Now I have got the network code integrated with the app, it appears that the NetCom device exhibits the same behaviour as a physical commport. This is undesirable as I need the app to run longer than ~30 seconds.
Google turns up zero problems that we experience.
I was wondering:
Has anyone experienced this before? If so what did you do to fix/workaround the problem?
Does anyone have any suggestions as to whether the original author of the document is correct and what I can do to test the theory?
Unfortunately I can't post code as the serial code is tightly couple with the rest of the system, though if you have questions regarding it I can answer questions about it.
Updates:
The code is written using Win32 Comm routines - so I am using CreateFile, ReadFile. There's also judicious calls to GetOverlappedResult.
It's not hanging per se, it's just that the comms stops. You can access the menus, click the buttons, but nothing can interact with the connected hardware. Using realterm you can see that no data is coming in or going out.
I think the reference to the windows message is that the problem is internal to windows. Data has arrived but the kernal has missed it and thus not told the rest of the system about it.
Flow control is not used.
Writing a 'simple' test is difficult due the the fact that the code is tightly coupled and the underlying protocol is quite complex and would require a lot of work.
Are you using DOS-style serial code, or the Win32 CreateFile approach?
If the former, be very suspicious: if at all possible I'd convert to the latter.
If the latter, do you know on what kind of system call it's hanging?

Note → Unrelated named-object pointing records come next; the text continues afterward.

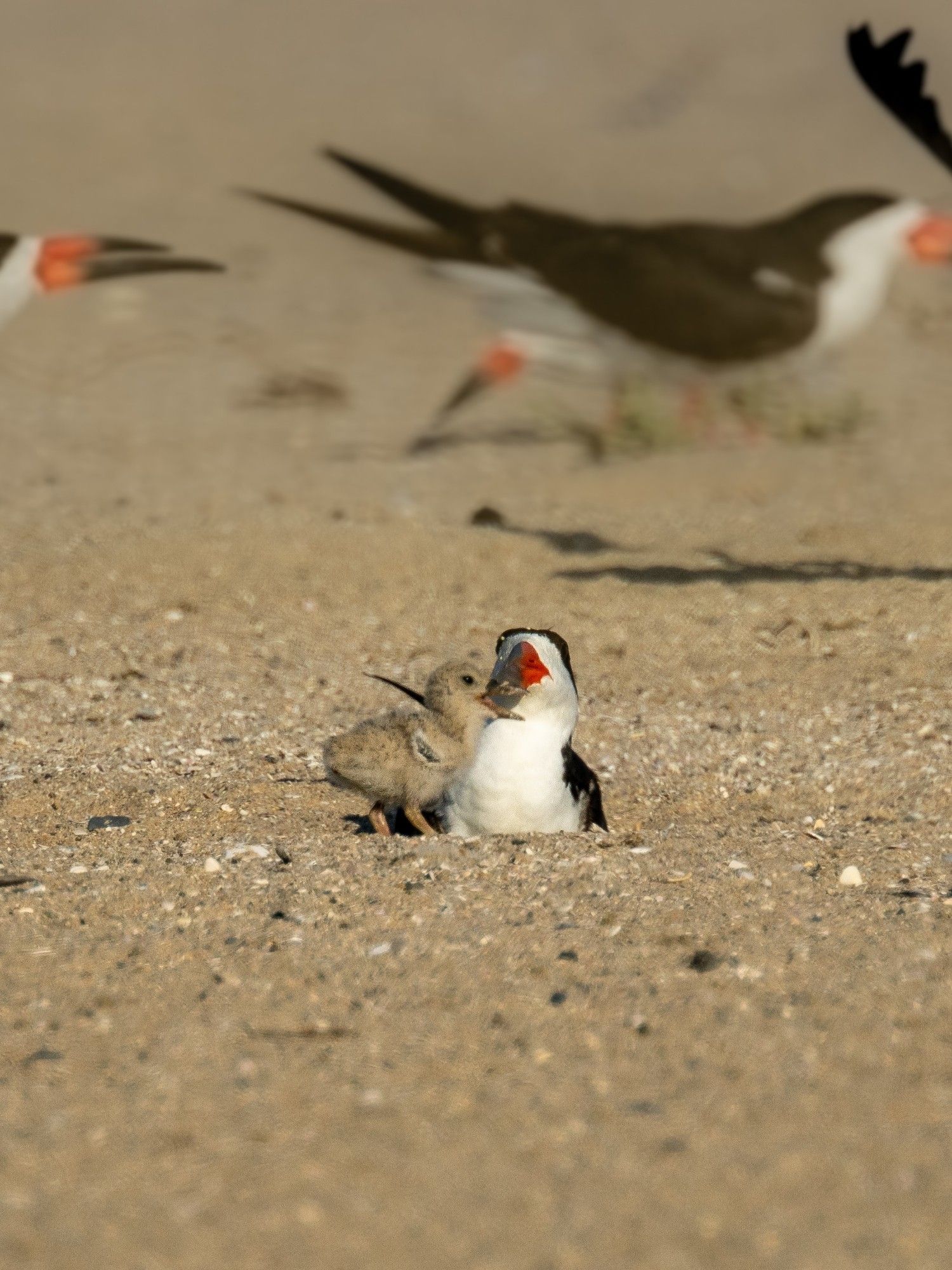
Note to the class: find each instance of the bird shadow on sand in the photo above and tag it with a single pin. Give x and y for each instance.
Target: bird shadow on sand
(512, 435)
(738, 573)
(565, 542)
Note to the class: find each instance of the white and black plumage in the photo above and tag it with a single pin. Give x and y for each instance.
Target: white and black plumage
(569, 294)
(32, 266)
(525, 777)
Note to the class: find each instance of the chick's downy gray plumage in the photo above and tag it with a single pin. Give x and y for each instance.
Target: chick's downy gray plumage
(408, 759)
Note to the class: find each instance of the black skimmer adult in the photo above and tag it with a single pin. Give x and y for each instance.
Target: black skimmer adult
(525, 777)
(571, 294)
(36, 266)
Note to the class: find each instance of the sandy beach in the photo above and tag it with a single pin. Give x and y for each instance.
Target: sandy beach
(682, 1046)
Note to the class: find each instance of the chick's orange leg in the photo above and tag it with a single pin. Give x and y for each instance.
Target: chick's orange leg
(379, 820)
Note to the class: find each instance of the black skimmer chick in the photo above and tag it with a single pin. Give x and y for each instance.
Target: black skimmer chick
(408, 759)
(573, 295)
(36, 266)
(525, 777)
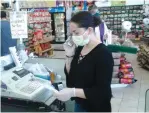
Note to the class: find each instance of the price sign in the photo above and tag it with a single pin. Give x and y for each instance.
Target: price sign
(18, 24)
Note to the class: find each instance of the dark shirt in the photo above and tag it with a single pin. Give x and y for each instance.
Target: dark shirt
(93, 74)
(6, 40)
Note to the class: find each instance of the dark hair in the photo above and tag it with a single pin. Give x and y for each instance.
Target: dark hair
(3, 14)
(85, 19)
(92, 7)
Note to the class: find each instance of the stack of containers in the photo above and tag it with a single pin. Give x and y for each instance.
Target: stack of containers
(122, 70)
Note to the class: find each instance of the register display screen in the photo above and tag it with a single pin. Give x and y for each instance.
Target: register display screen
(21, 73)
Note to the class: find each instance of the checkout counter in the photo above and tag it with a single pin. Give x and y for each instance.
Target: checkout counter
(22, 92)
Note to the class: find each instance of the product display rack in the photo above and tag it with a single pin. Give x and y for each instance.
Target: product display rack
(114, 15)
(39, 33)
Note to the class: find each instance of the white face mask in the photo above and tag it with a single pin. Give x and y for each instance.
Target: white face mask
(79, 40)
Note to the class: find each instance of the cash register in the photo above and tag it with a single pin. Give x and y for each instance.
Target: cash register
(23, 92)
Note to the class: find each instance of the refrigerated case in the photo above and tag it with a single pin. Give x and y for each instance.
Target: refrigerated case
(58, 16)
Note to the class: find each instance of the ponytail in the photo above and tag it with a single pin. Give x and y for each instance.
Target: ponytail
(96, 21)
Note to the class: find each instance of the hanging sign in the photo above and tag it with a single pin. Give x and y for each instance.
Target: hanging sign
(118, 2)
(18, 24)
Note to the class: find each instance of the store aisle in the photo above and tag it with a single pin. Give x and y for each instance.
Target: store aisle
(132, 98)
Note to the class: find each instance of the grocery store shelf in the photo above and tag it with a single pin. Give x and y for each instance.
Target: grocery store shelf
(47, 50)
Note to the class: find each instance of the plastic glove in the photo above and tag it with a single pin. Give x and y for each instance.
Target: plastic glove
(69, 47)
(65, 94)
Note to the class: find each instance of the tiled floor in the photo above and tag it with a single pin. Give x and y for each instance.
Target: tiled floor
(132, 98)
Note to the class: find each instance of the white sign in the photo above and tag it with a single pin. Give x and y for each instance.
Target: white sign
(18, 24)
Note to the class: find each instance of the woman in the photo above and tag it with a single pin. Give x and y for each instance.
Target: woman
(89, 67)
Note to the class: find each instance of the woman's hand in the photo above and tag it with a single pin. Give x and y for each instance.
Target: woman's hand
(65, 94)
(69, 47)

Are you in a blocking read call? or an overlapped I/O call? or waiting on an event? (I'm not sure I have enough experience to help, but those are the kinds of questions that come to mind)
You might also check into the queue size, which you can set with the SetupComm function.
I don't buy the "Windows Message system" stuff -- it sounds fishy; you can write good Win32 serial i/o code that never uses Windows messages.
edit: does your Overlapped I/O use events? I seem to remember something about auto-reset events occasionally missing their trigger... check your overlapped I/O calls very carefully to see whether you're handling the possible outcomes properly. Perhaps there's a way to make your code more robust by automatically cancelling the overlapped i/o and restarting another read. (I assume the problem is in the read half, not the write half?)
edit 2: A suggestion: assuming the win32 side has missed a byte or packet, and your devices are in deadlock because they're both expecting each other to respond to something, can you tweak the other side of the serial I/O to regularly send some type of "ping" packet with an incrementing counter? (and log the ping packets on the PC side; that way you can see whether you've missed any)
Are you sure you have your flow control set up correctly? DTR, RTS, etc...
-Adam
i have written apps that use usb / bluetooth serial ports and have never had an issue. with bluetooth i have seen bit rates (sustained) of 800,000 bps for long periods of time. most people don't properly implement the port.
My serial port
Not sure if this is a possibility for you, but if you could re-write the code using C#.NET you'd have access to the SerialPort class there. It might remedy your problem. I know a lot of legacy code based around the Win32 API for hardware I/O ports tended to fail in XP due to timing (had a small bit of experience with MIDI).
In addition, I don't know if you can use the Win32 method of Serial Port access in Vista, so that might shut out future MS OSes from being able to use your code.